The brevity of Craig’s tenure in Pomona back in those days had little to do with engineer’s caps. It had to do with vision. Ingenuity and a dream. It was to reclaim the Land Speed Record for America, something that hadn’t happened in over thirty years previous, since April 22, 1928 the date on which Ray Keech turned a two-way average speed of 207 mph at Daytona Beach in a jalopy with three Liberty v-12 airplane engines (and the year before he won the Indy 500).
From the 1930s on, the LSR had been the domain of British aristocrats and playboys who – as often as not – were knighted for their efforts by the King and the British Empire for achieving speeds of 300 mph and beyond.
The irony is that when Breedlove conceived of the Spirit of America, he had to turn his back on Detroit in order to bring his vision of American ingenuity home. To his way of thinking, nothing that had its origin on the drafting tables of the automotive sector would get the job done. He needed some serious propulsion in order to reach 400 mph way back then, and his design required the kind of power that only a military jet could provide… Sure, he once took a chopped and channeled ’34 flathead Ford and modified it for extreme speed, setting records out at the dry lake beds when he was, in his own words, a “punk kid.” But really, even as he dabbled on the drag strip and recorded speeds approaching 180 mph in Peters & Frank’s gasoline-powered Freight Train in ‘62, he was already otherwise occupied with leftover thermodynamic devices discarded by the military industrial complex, beginning in 1959 when he procured a “spare” J47 engine out of a fighter plane that had been destroyed in the Korean War. (Craig bought the engine (sans afterburner) from a technical school for $500, where it was being used as a study aid for technical design.)
But still, 400 mph or not, the swapping of a proper hot rod for a turbojet-powered “stovepipe” dubbed the Spirit of America was heresy.
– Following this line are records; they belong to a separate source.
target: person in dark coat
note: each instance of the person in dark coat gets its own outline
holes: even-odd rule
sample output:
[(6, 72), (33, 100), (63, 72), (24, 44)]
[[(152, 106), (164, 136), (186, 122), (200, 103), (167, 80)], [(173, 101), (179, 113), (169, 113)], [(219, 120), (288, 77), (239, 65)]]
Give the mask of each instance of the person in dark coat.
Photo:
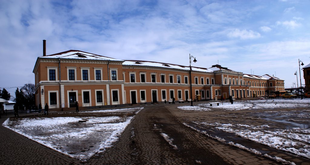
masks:
[(42, 110), (42, 104), (40, 103), (39, 104), (39, 113), (41, 113), (41, 111)]
[(45, 106), (44, 107), (44, 115), (45, 115), (46, 114), (48, 115), (48, 105), (47, 103), (45, 104)]
[(78, 101), (75, 102), (75, 107), (76, 107), (76, 109), (75, 109), (75, 111), (77, 112), (78, 112)]
[(17, 107), (17, 106), (16, 105), (14, 105), (14, 106), (13, 106), (13, 108), (14, 109), (14, 115), (15, 117), (17, 116), (18, 117), (19, 117), (19, 115), (18, 115), (18, 108)]

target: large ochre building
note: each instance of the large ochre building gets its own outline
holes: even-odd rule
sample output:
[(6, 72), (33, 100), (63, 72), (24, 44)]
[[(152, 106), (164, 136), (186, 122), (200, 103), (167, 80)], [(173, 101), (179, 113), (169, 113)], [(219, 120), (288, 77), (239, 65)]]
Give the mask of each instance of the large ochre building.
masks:
[(262, 97), (284, 90), (284, 80), (244, 74), (219, 65), (209, 68), (141, 60), (124, 60), (70, 50), (38, 58), (33, 73), (36, 104), (51, 108), (102, 107)]

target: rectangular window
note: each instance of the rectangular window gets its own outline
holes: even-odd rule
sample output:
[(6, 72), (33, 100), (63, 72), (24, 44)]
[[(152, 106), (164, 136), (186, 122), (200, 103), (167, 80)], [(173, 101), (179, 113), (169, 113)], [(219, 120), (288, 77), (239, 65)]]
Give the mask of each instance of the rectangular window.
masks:
[(83, 80), (88, 80), (88, 70), (82, 70), (82, 72), (83, 74)]
[(69, 80), (75, 80), (74, 70), (69, 69)]
[(55, 81), (56, 80), (56, 70), (50, 69), (50, 80)]
[(50, 105), (57, 105), (57, 93), (51, 92), (50, 93)]
[(118, 91), (117, 90), (112, 91), (112, 98), (113, 102), (118, 101)]
[(101, 80), (101, 70), (96, 70), (96, 80)]
[(141, 77), (141, 82), (145, 82), (145, 74), (141, 74), (140, 76)]
[(182, 92), (180, 90), (178, 90), (178, 98), (182, 98)]
[(162, 91), (162, 98), (163, 99), (166, 99), (166, 91)]
[(96, 91), (96, 94), (97, 95), (97, 102), (102, 102), (102, 91)]
[(117, 75), (116, 75), (116, 70), (112, 70), (111, 71), (111, 80), (117, 80)]
[(135, 74), (130, 74), (130, 82), (135, 82)]
[(145, 91), (144, 90), (141, 90), (140, 92), (141, 97), (141, 100), (145, 100)]
[(156, 75), (151, 75), (152, 76), (152, 82), (156, 82)]
[(84, 91), (83, 92), (83, 102), (89, 103), (89, 91)]

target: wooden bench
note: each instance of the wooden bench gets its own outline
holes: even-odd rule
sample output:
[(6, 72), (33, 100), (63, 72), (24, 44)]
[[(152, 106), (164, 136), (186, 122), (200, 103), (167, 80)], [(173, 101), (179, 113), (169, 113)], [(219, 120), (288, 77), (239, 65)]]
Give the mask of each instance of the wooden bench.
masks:
[(209, 103), (209, 104), (210, 104), (210, 106), (212, 106), (212, 104), (216, 104), (217, 105), (217, 106), (219, 106), (219, 105), (220, 103), (219, 102), (210, 102)]

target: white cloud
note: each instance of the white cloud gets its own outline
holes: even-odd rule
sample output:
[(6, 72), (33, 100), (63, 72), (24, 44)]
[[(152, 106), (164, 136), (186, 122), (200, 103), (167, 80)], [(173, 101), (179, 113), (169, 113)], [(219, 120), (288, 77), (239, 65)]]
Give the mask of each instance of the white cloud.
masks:
[(260, 29), (263, 31), (265, 32), (270, 32), (271, 31), (271, 28), (268, 27), (268, 26), (262, 26), (260, 27)]
[(254, 39), (260, 37), (260, 34), (251, 30), (240, 30), (236, 29), (228, 33), (227, 36), (231, 38), (240, 38), (241, 39)]
[(285, 9), (285, 10), (284, 10), (284, 13), (287, 13), (290, 12), (291, 11), (292, 11), (294, 10), (295, 10), (295, 7), (290, 7), (289, 8), (286, 8), (286, 9)]
[(301, 24), (296, 22), (294, 20), (285, 21), (283, 22), (280, 21), (277, 21), (276, 23), (277, 25), (281, 25), (287, 28), (294, 29), (300, 26)]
Anathema. Betrayal. He was a drag racing Iscariot. The more closed minded members of the hot rod community were aghast.
“I used to race Breedlove on the streets on the Westside of Los Angeles,” the teetering sex machine rattles as the center of gravity of his fuel tank warbles like jello, “but that was before he climbed into that wienie roaster and went out to the Salt.”
The California sun sets over the hills just beyond the adjacent Brackett Air Field as the last pair of fuelers whisk into the impending darkness, blowing by as if they are sailing on the tradewinds of Hell. There was an awkward silence as track workers clean up the last vestiges of metallic fragments littering the top end of the drag strip.
As Roy and I swill the remaining dregs of our plastic cups, the conversation briefly 180s back to illegal drag racing on the streets of Los Angeles; kids are still grindin’ the gears on city streets, I say, albeit in Japanese cars instead of souped-up ‘34 Fords. The conversation shifts. Cuz’n Roy and I continue to riff with the railbirds about our misadventure earlier on the freeway that afternoon. I say that one doesn’t have to worry about go-cat wild hot rod hoodlums barrelin’ down to the Foster Freeze on Hawthorne Blvd. anymore. Greater civic threats are entertainment lawyers and soccer moms on the freeways with DARE stickers pasted over the one that once read BABY ON BOARD.
Apropos of nothing and for whatever reason, car alarms were going off in the parking lot again as the skinnier bleacher bum tossed another butt and shook his head. “Los Angeles is a different place now,” he mutters.